Google has published a white paper highlighting five specific areas where concrete, context-specific guidance from governments and civil society would help to advance the legal and ethical development of AI:
• Assemble a collection of best practice explanations along with commentary on their praiseworthy characteristics to provide practical inspiration.
• Provide guidelines for hypothetical use cases so industry can calibrate how to balance the benefits of using complex AI systems against the practical constraints that different standards of explainability impose.
• Describe minimum acceptable standards in different industry sectors and application contexts.
• Articulate frameworks to balance competing goals and definitions of fairness.
• Clarify the relative prioritization of competing factors in some common hypothetical situations, even if this will likely differ across cultures and geographies.

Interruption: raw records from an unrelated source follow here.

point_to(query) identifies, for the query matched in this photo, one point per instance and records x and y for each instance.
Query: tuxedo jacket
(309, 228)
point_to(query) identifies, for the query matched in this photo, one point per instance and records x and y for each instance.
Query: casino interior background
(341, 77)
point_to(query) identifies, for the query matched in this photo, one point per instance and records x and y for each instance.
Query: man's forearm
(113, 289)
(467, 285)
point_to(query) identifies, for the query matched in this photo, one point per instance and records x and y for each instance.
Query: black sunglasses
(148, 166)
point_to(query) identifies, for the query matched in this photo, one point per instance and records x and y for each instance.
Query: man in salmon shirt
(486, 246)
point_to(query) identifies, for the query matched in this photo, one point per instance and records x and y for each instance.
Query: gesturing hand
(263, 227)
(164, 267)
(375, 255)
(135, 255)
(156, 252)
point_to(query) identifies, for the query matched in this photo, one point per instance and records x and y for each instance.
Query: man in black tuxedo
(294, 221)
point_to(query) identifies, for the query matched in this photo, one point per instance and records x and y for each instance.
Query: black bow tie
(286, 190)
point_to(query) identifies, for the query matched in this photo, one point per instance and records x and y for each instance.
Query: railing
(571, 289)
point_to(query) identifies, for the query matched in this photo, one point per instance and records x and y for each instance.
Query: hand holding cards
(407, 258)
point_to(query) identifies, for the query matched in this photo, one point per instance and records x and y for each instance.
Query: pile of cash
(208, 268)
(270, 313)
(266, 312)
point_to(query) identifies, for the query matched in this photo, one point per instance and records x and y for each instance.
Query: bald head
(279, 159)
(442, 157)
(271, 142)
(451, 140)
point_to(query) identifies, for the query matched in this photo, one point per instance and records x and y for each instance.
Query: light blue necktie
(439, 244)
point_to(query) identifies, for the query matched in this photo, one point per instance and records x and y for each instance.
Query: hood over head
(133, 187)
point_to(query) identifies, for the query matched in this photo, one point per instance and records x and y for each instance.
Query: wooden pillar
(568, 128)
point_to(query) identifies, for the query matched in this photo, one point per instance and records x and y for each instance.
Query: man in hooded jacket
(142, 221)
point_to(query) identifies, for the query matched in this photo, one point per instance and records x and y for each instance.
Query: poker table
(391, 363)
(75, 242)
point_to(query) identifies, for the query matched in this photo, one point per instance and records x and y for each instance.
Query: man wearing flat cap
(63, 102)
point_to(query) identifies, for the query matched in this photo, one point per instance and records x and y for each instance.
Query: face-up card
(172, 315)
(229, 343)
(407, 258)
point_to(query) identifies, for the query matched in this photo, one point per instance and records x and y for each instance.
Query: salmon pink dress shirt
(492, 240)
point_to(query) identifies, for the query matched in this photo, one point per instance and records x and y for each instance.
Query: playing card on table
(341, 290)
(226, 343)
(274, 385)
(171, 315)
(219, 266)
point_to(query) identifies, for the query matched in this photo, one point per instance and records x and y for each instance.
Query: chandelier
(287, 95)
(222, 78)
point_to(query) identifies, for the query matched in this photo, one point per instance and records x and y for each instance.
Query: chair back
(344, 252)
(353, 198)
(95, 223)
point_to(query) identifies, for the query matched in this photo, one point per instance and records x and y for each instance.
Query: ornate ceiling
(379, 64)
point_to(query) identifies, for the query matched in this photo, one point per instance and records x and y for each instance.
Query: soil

• Outline basic workflows and standards of documentation for specific application contexts that are sufficient to show due diligence in carrying out safety checks.
• Establish safety certification marks to signify that a service has been assessed as passing specified tests for critical applications.
• Determine contexts when decision-making should not be fully automated by an AI system, but rather would require a meaningful “human in the loop”.
• Assess different approaches to enabling human review and supervision of AI systems.
• Evaluate potential weaknesses in existing liability rules and explore complementary rules for specific high-risk applications.
• Consider sector-specific safe harbor frameworks and liability caps in domains where there is a worry that liability laws may otherwise discourage societally beneficial innovation.
• Explore insurance alternatives for settings in which traditional liability rules are inadequate or unworkable.
Google’s white paper noted that while differing cultural sensitivities and priorities may lead to variation across regions, it should be feasible to agree on a high-level checklist of factors to consider. Longer term, working with standards bodies (such as ISO and IEEE), it may also be helpful to establish some global standards as ‘due diligence’ best practice processes in relation to developing and applying AI.
“So far much of the current AI governance debate among policymakers has been high level; we hope this paper can help in evolving the discussion to address pragmatic policy ideas and implementation,” Google wrote.